Re: DBI & MySQL Login Test
by SFLEX (Chaplain) on Aug 25, 2009 at 08:58 UTC
    I would do it this way.
    $uname = $dbh->quote($uname); $pword = $dbh->quote($pword); my $tablename = 'members_pass'; my @row = (); # no need for the if statement, we have asked that question in MySQL my $sth = $dbh->prepare("SELECT * FROM `$tablename` WHERE `username` = $uname AND `password` = $pword LIMIT 1 ;"); $sth->execute; @row = $sth->fetchrow; $sth->finish; print "@row" if @row;

    Update: there was an error in the code. roboticus++

    What did the Pro-Perl programmer say to the Perl noob?
    You owe me some hair.
Re: DBI & MySQL Login Test
by roboticus (Canon) on Aug 26, 2009 at 10:33 UTC

    You've already received a mess of good answers, so I won't belabor those points.

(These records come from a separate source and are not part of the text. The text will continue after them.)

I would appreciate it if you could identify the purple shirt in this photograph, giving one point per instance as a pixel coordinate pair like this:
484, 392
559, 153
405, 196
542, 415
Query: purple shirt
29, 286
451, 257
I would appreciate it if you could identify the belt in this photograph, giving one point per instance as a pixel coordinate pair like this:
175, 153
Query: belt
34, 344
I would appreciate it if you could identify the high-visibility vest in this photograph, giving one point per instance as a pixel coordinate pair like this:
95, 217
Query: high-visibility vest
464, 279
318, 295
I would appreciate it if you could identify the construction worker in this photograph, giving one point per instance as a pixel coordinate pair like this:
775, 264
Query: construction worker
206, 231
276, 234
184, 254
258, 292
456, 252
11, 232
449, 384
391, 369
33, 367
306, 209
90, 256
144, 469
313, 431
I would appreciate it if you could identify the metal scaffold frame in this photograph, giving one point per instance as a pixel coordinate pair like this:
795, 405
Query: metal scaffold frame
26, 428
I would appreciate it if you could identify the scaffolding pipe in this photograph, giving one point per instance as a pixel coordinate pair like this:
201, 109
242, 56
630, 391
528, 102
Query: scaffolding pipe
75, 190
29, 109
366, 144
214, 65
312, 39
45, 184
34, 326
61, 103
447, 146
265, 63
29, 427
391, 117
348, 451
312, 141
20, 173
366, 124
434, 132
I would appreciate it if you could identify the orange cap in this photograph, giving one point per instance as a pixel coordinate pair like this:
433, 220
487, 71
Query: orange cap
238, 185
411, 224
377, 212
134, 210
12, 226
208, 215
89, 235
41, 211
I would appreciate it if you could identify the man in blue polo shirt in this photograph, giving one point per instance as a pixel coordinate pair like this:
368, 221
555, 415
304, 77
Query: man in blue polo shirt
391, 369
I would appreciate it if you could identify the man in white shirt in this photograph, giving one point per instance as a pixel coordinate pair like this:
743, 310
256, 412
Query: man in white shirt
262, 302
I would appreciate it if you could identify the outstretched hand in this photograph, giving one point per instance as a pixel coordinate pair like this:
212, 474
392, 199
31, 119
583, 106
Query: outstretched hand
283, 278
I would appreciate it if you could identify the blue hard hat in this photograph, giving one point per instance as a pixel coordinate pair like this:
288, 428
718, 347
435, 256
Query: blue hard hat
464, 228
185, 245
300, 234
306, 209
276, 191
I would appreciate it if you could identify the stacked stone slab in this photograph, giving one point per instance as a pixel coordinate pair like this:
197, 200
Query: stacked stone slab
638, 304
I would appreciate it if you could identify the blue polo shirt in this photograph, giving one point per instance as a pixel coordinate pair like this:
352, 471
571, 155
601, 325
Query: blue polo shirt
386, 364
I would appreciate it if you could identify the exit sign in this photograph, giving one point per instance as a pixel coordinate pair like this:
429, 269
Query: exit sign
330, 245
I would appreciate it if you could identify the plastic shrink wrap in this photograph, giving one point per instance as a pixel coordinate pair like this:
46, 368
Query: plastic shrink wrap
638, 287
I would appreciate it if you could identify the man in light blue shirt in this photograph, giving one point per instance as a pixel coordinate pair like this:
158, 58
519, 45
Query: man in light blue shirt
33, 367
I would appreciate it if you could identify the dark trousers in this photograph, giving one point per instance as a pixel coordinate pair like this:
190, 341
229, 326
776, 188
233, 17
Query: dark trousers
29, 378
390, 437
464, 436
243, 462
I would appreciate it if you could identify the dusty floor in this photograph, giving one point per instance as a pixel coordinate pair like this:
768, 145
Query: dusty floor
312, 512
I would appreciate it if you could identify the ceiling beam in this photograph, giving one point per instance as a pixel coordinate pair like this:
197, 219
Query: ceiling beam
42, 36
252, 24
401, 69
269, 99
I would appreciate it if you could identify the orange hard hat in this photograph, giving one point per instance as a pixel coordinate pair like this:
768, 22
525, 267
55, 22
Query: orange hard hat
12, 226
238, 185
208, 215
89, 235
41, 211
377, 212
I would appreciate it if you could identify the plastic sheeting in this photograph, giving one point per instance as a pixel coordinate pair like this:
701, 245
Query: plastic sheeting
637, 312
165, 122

I'm just going to offer a suggestion: Specifically, don't use '*' as a column list for a SELECT statement. It'll bite you more often than it will help you. The problems are:

    • Table changes will change your result sets, often requiring code edits.
    • You'll often be reading much more data than you need, increasing network usage.
    • You may also be pulling back information you already know (username and password in this case), further impacting network usage.
    • You can unnecessarily transmit confidential information that you don't need (again username and password).
    • A brief examination of your code won't show you which table columns are in use, making database alteration a bit more difficult.

    Generally, request what you need, and only what you need.